Selain persoalan permodalan, regulator dinilai juga harus mengarahkan perbankan untuk lebih rajin menyalurkan kredit ke sektor tradeable dan menerbitkan aturan agar bank bisa menekan kredit macet (NPL). “ Intinya masalah modal harus selaras dengan Basel dan harus selaras dengan SPP (single presence policy). Apakah SPP membawa manfaat? Ini perlu dikaji ulang,” kata Djoko Retnadi ekonom pada Indonesia Economics Intelligence.
Djoko juga menggarisbawahi kebutuhan adanya aturan yang membatasi wilayah operasional bank asing maksimal sampai provinsi jika BI benar-benar menerbitkan revisi API.

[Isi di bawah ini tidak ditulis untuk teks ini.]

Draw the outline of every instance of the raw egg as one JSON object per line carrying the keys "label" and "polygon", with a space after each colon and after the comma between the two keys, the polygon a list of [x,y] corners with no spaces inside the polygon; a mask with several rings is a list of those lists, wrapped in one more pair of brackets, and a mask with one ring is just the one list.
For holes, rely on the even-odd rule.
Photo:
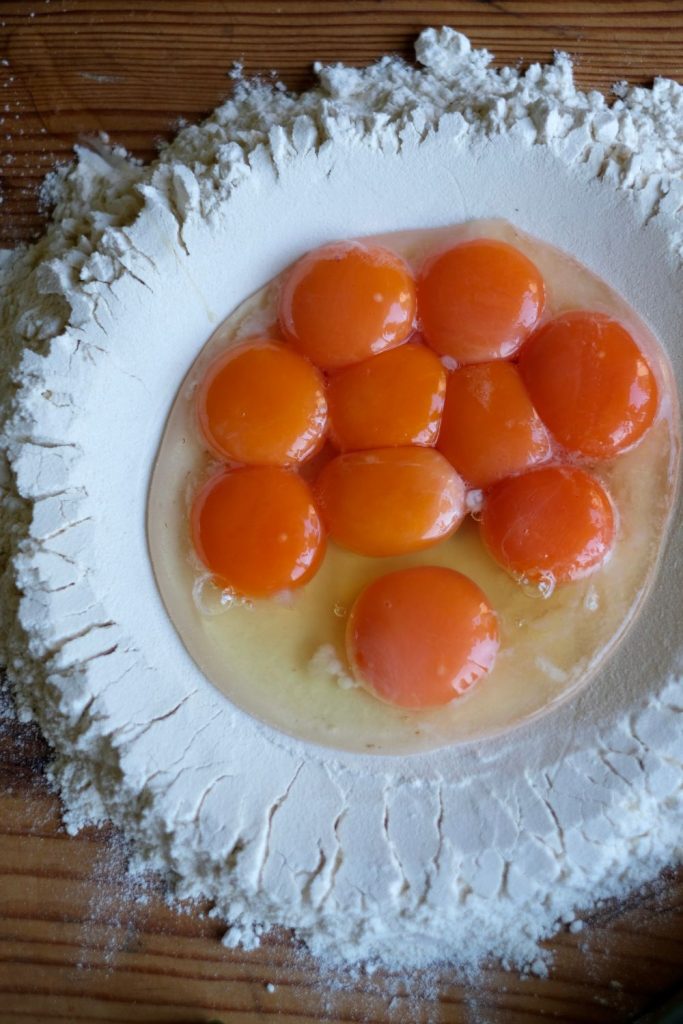
{"label": "raw egg", "polygon": [[544,466],[488,493],[481,535],[495,560],[531,583],[568,583],[595,572],[614,546],[612,502],[576,466]]}
{"label": "raw egg", "polygon": [[453,569],[419,566],[380,576],[349,616],[353,673],[375,697],[405,708],[448,704],[491,671],[495,612]]}
{"label": "raw egg", "polygon": [[228,349],[209,367],[197,415],[218,456],[247,465],[293,465],[322,446],[325,383],[286,345],[254,339]]}
{"label": "raw egg", "polygon": [[509,359],[541,318],[545,284],[519,249],[476,238],[427,260],[418,282],[425,339],[456,363]]}
{"label": "raw egg", "polygon": [[330,379],[330,437],[342,452],[433,445],[439,435],[446,371],[424,345],[366,359]]}
{"label": "raw egg", "polygon": [[[651,425],[638,443],[632,441],[617,458],[568,453],[547,421],[543,424],[545,433],[541,433],[538,419],[543,421],[544,417],[540,405],[529,393],[523,375],[520,391],[519,366],[507,357],[501,358],[497,349],[487,358],[480,358],[478,353],[474,363],[454,370],[459,360],[441,357],[427,344],[420,330],[420,310],[415,308],[405,318],[402,341],[394,344],[398,332],[390,337],[390,347],[383,352],[365,349],[359,358],[357,351],[354,354],[353,370],[359,370],[362,382],[376,373],[376,388],[374,394],[368,390],[358,401],[350,400],[346,426],[340,427],[339,436],[335,435],[333,422],[335,382],[342,380],[349,369],[318,368],[313,390],[317,394],[319,382],[324,380],[323,394],[328,402],[322,449],[314,450],[303,461],[288,461],[285,466],[236,468],[235,455],[221,455],[198,428],[197,397],[211,367],[227,359],[228,352],[254,340],[280,345],[313,369],[314,361],[296,341],[285,338],[284,331],[278,338],[273,326],[291,271],[265,283],[217,327],[180,385],[170,411],[148,504],[148,540],[160,593],[183,644],[207,679],[249,714],[302,741],[356,753],[404,755],[471,742],[537,718],[584,685],[604,664],[634,618],[653,578],[676,484],[677,406],[666,356],[623,298],[571,257],[498,220],[378,237],[358,245],[349,243],[349,248],[396,253],[395,259],[407,268],[410,283],[413,274],[419,277],[421,268],[431,259],[482,239],[503,243],[505,251],[519,253],[542,278],[545,306],[541,320],[531,328],[531,337],[523,340],[515,360],[521,358],[523,363],[526,346],[542,334],[545,324],[564,317],[566,310],[599,310],[620,324],[636,343],[655,378],[658,398]],[[505,279],[502,287],[505,296]],[[321,306],[318,313],[328,324],[337,325],[339,333],[334,337],[348,355],[345,346],[350,335],[343,308],[340,311],[340,307]],[[456,463],[462,466],[456,468],[438,448],[443,445],[445,451],[448,442],[448,387],[446,408],[434,409],[426,435],[416,433],[418,421],[420,430],[424,422],[424,396],[432,389],[430,385],[422,392],[423,377],[415,363],[411,371],[414,393],[422,397],[416,408],[406,400],[410,394],[406,378],[411,373],[402,373],[401,368],[409,365],[413,358],[409,353],[414,351],[429,357],[422,359],[422,367],[429,368],[428,377],[434,373],[432,380],[443,379],[444,366],[436,365],[440,361],[449,370],[449,381],[478,380],[482,385],[471,392],[464,387],[458,402],[451,403],[452,409],[460,407],[459,444],[473,459],[473,467],[479,465],[479,470],[467,470],[472,481],[465,484],[464,463]],[[389,372],[384,377],[383,364],[391,369],[388,356],[396,359],[393,377]],[[491,364],[497,367],[495,371],[486,369]],[[370,367],[372,374],[368,372]],[[353,395],[358,378],[349,372],[349,379],[354,384],[350,387]],[[359,394],[363,386],[358,384]],[[451,389],[454,401],[457,387]],[[484,397],[487,388],[491,401]],[[274,406],[281,397],[278,390],[274,380]],[[299,394],[289,385],[284,390]],[[525,391],[527,399],[522,401]],[[302,394],[306,394],[305,389]],[[438,386],[432,394],[437,406],[442,400]],[[476,402],[474,396],[478,396]],[[238,394],[236,405],[244,398]],[[535,416],[530,414],[528,403]],[[284,437],[288,425],[295,425],[283,456],[287,460],[302,450],[296,438],[302,434],[310,437],[305,416],[304,426],[299,428],[305,405],[300,400],[292,403],[284,416],[284,427],[277,430],[278,438]],[[507,437],[505,430],[501,435],[500,424],[495,429],[492,425],[496,406],[508,426]],[[319,410],[319,403],[313,407]],[[287,409],[286,402],[283,408]],[[435,448],[437,418],[441,422]],[[258,428],[257,436],[265,430],[268,448],[273,436],[268,434],[266,419],[252,426]],[[350,434],[348,442],[342,442],[341,434],[347,426],[356,432]],[[370,426],[373,430],[396,430],[390,435],[392,443],[374,442],[371,448],[361,449],[360,445],[366,443],[364,432]],[[295,451],[291,450],[292,437]],[[545,456],[545,437],[552,444],[551,457],[526,465],[530,456]],[[407,438],[410,445],[403,443]],[[348,443],[359,447],[335,456],[332,439],[340,446]],[[397,440],[400,443],[395,445]],[[382,472],[365,466],[363,461],[378,450],[393,452],[392,458],[398,462],[385,465]],[[418,470],[408,468],[403,461],[406,451],[413,461],[424,461],[426,456],[429,465]],[[241,454],[244,458],[244,452]],[[217,456],[224,460],[224,466],[216,466]],[[585,464],[582,469],[576,464],[579,457]],[[329,468],[337,458],[360,460],[350,474],[359,481],[357,491],[345,486],[345,472]],[[491,467],[497,459],[500,461],[494,470]],[[558,462],[563,465],[558,467]],[[537,480],[529,486],[529,478],[549,470],[557,472],[558,468],[570,474],[570,482],[574,471],[585,473],[589,480],[587,485],[567,488],[565,510],[553,515],[549,510],[565,485],[553,485],[555,497],[546,494],[541,500],[543,488],[538,488]],[[473,487],[475,480],[479,484],[486,480],[477,472],[506,474],[486,485],[481,513],[481,491],[466,493],[466,487]],[[252,473],[265,473],[266,477],[250,487],[247,474]],[[278,486],[268,483],[271,473]],[[325,473],[339,473],[339,480],[330,486],[333,500],[328,507],[318,490]],[[242,483],[231,493],[235,476]],[[216,493],[212,501],[207,498],[200,516],[204,488],[214,477],[221,484],[216,484]],[[230,485],[228,480],[232,481]],[[240,495],[242,487],[245,493]],[[448,500],[439,508],[443,493]],[[514,500],[508,500],[510,495]],[[482,523],[464,515],[466,509],[481,514]],[[539,524],[543,520],[546,541],[539,544]],[[325,545],[326,521],[334,525],[336,543]],[[264,524],[262,536],[267,543],[259,539],[259,523]],[[484,527],[490,527],[488,546],[483,540]],[[347,533],[350,545],[355,544],[358,550],[342,546]],[[511,538],[516,538],[512,547]],[[368,553],[358,553],[361,551]],[[416,656],[422,659],[420,678],[426,681],[421,692],[413,690],[409,699],[416,706],[409,707],[400,703],[404,699],[401,687],[405,684],[405,695],[409,685],[418,680],[418,673],[412,672],[416,662],[410,661],[408,645],[403,649],[403,660],[411,669],[412,682],[406,674],[393,691],[393,703],[388,690],[383,695],[379,686],[373,690],[372,684],[362,678],[359,663],[352,662],[347,638],[349,619],[355,616],[352,609],[368,587],[380,577],[391,579],[395,573],[418,568],[466,576],[486,595],[488,607],[495,611],[501,646],[495,664],[470,687],[466,697],[458,697],[451,687],[441,692],[446,703],[430,703],[435,691],[431,689],[434,676],[429,666],[433,667],[434,662],[430,661],[429,628],[432,621],[439,621],[440,612],[438,604],[431,606],[429,595],[425,595],[423,603],[428,612],[420,620],[420,629],[411,633],[414,623],[404,620],[401,630],[413,638]],[[520,578],[528,580],[528,585]],[[226,591],[254,600],[226,600]],[[466,615],[450,620],[451,626],[460,623],[458,630],[467,621]],[[373,648],[372,637],[367,639],[368,649],[379,652],[379,661],[384,655],[390,660],[381,642]],[[445,651],[449,643],[447,637]],[[478,656],[475,660],[484,664]],[[457,672],[448,665],[444,663],[441,674],[437,665],[437,682],[457,682]]]}
{"label": "raw egg", "polygon": [[330,537],[361,555],[420,551],[452,534],[465,515],[465,486],[433,448],[338,455],[314,490]]}
{"label": "raw egg", "polygon": [[285,337],[324,370],[401,345],[413,330],[415,282],[406,263],[380,246],[337,242],[303,256],[285,278]]}
{"label": "raw egg", "polygon": [[479,488],[545,462],[551,453],[519,371],[502,360],[450,374],[438,448]]}
{"label": "raw egg", "polygon": [[541,419],[570,452],[610,459],[655,418],[655,376],[633,335],[604,313],[551,320],[524,345],[519,368]]}
{"label": "raw egg", "polygon": [[241,597],[301,587],[325,535],[311,492],[288,469],[219,469],[194,499],[192,541],[215,581]]}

Sementara itu, Perbanas menyatakan, API hasil revisi nanti harus berisi visi dan misi indsutri perbankan Indonesia dengan kekuatan hukum yang lebih kuat. Diharapkan cetak biru yang baru itu akan menjadi acuan dan bersifat mengikat seluruh pemangku kepentingan dan pelaku perbankan di Tanah Air. “Diperlukan Revisi dan penyempurnaan Arsitektur Perbankan Indonesia menjadi cetak biru perbankan nasional setingkat undang-undang,” kata Sigit, Ketua Umum Perbanas. Blue print yang baru itu harus diarahkan menjadi sebuah landscape industri perbankan dan keuangan sebagai salah satu pilar pertumbuhan ekonomi bangsa.
Pemangku kepentingan, jelas dia, tidak hanya terbatas pada kalangan perbankan semata, tetapi juga pemerintah, DPR dan kalangan jurnalis.
Sementara itu mengenai peran asing, Sigit mengatakan perlunya pembatasan yang adil bagi operasional bank-bank milik investor mancanegara. “Prinsip reciprocal basis harus diterapkan untuk bank-bank milik asing yang ada di Indonesia,” tutur dia.